あけましておめでとうございます。新年最初にご紹介するのは、『お探し物は図書室まで』(ポプラ社)。
本書に収録されているのは5つの短編小説だ。各章の主人公たちは、みなそれぞれに悩みを抱えているのだが、様々ないきさつから、町の小さな図書室を訪れることになる。
訪れた図書室で、まずカウンターの受付をしているのぞみちゃんに声をかけてみると、レファレンスは奥へどうぞ、と勧められる。案内された先に向かってみると、そこにはとても大きな司書の小町さんが。見た目はベイマックスのようと紹介されていたのだが、一体どんな人なんだろうと興味をそそられる。しかも小町さんは羊毛フェルトに没頭中。ちくちくと針を刺している姿が最初は不愛想で何だか話しかけづらい…だが、「何をお探し?」と小町さんに問いかけられて空気が一変。まるですべてを包み込んでくれるような不思議な声をしているのだ。利用者の要望を聞いた小町さんは、素早いタイピングで本を何冊かピックアップしていってくれるのだが、なぜかその中にはリクエストと関係のなさそうな本も入っている。小町さんの出してくれた選書のリストと「本の付録」(自分の作った羊毛フェルトのことを小町さんはそう呼んでいる)を受け取り、間違った本が入っているのだろうか、といぶかしみつつ本を探すことになるのだが…
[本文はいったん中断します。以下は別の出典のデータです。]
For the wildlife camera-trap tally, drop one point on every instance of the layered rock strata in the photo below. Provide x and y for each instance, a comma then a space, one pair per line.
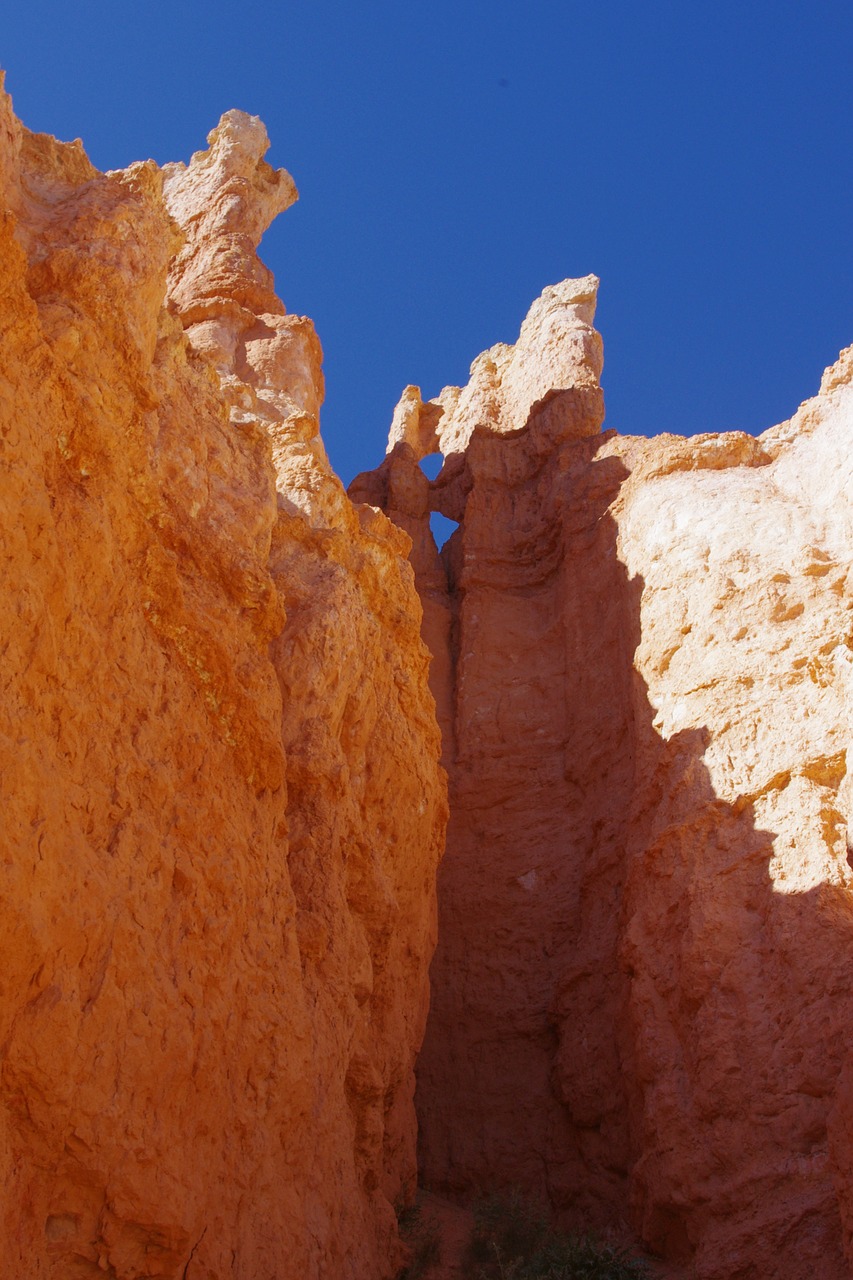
644, 672
219, 759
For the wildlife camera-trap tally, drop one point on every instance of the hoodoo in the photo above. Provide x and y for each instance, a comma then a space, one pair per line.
226, 801
643, 664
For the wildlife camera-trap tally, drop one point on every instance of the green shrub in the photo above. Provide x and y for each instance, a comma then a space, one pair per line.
514, 1240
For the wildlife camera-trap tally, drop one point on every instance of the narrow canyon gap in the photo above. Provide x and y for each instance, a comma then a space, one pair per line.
224, 809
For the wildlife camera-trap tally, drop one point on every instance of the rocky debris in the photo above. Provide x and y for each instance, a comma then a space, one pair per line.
222, 798
644, 978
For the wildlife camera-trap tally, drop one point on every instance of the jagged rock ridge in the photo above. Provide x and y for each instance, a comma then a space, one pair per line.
643, 664
222, 798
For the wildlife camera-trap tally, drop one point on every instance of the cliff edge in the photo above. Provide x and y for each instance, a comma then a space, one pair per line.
223, 807
643, 666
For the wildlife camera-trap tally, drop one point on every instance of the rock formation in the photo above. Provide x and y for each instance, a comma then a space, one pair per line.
643, 664
224, 809
222, 798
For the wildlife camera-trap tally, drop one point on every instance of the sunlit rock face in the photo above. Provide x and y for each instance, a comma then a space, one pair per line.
222, 801
643, 662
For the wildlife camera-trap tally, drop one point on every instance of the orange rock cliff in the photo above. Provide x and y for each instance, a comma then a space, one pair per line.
222, 799
224, 808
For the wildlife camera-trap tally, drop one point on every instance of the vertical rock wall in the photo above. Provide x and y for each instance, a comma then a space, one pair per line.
218, 755
644, 976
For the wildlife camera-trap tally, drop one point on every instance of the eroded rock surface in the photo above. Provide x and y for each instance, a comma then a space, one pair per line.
218, 754
644, 672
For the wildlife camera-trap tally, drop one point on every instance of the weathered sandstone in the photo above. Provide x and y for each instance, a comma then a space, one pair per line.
222, 803
644, 672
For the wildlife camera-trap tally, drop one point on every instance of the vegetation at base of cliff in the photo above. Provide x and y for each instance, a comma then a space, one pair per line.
514, 1240
422, 1235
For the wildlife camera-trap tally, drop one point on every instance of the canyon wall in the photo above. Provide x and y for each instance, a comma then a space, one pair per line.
224, 808
222, 799
644, 673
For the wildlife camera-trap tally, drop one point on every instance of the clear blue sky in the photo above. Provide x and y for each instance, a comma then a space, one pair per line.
454, 158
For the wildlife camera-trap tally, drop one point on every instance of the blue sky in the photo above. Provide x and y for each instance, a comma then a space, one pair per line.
455, 158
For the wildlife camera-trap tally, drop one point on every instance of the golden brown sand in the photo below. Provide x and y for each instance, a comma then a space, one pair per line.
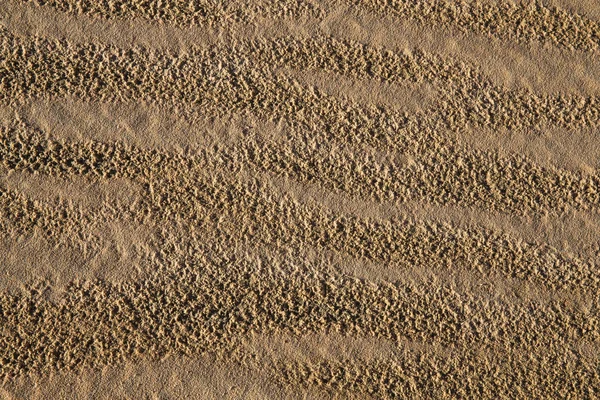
299, 199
小町さんのピックアップする意外な1冊は、いつも主人公たちに次の一歩を踏み出すきっかけと勇気を与えてくれる。だが、小町さんはいつも謙虚だ。本を読んだ人が自分で本からヒントや手掛かりを見つけている、というスタンスに好感が持てる。そして、そんな小町さんに感謝し、少しずつでも前に進もうと努力する主人公たちのひたむきな姿に何度も心打たれた。
作中に登場する羊毛フェルト、私も実際に作ってみたことがあるのだが、無心で針を刺し続ける作業は想像以上に根気がいる。自分の思う形になるまでに結構な時間がかかるのだ。だが、理想の形に少しずつ近づいていく面白さ、軌道修正をしたいと思った時に融通が利くところなどの魅力が羊毛フェルトにはあるように思う。そう、この物語に登場する悩める主人公たちの人生のように。
第1章に登場する意外な本は誰もが知る絵本の「ぐりとぐら」だった。物語でも触れられているが、読む人によって捉え方が違うと紹介されていたのが面白い。本書を読んだら、どんなお話の本だったかな? とぜひ自分なりに振り返ってみて欲しい。ただし、おなかが空いてしまったときはあしからず。その時は主人公のように自分でカステラを作ってみるのもいいかもしれない。
他の章に登場する意外な本も実在している本なので、気になったという方はぜひ巻末の【作中に出てきた実在する本】のページをチェックしてみて頂きたい。
疲れた心に勇気と希望を与えてくれる物語。少しずつ読もうと思っていたはずが、夜更かししてまで一気読みしてしまった。本が好きな方、本の仕事に携わる方は特に感じるものがあるはず。おすすめ!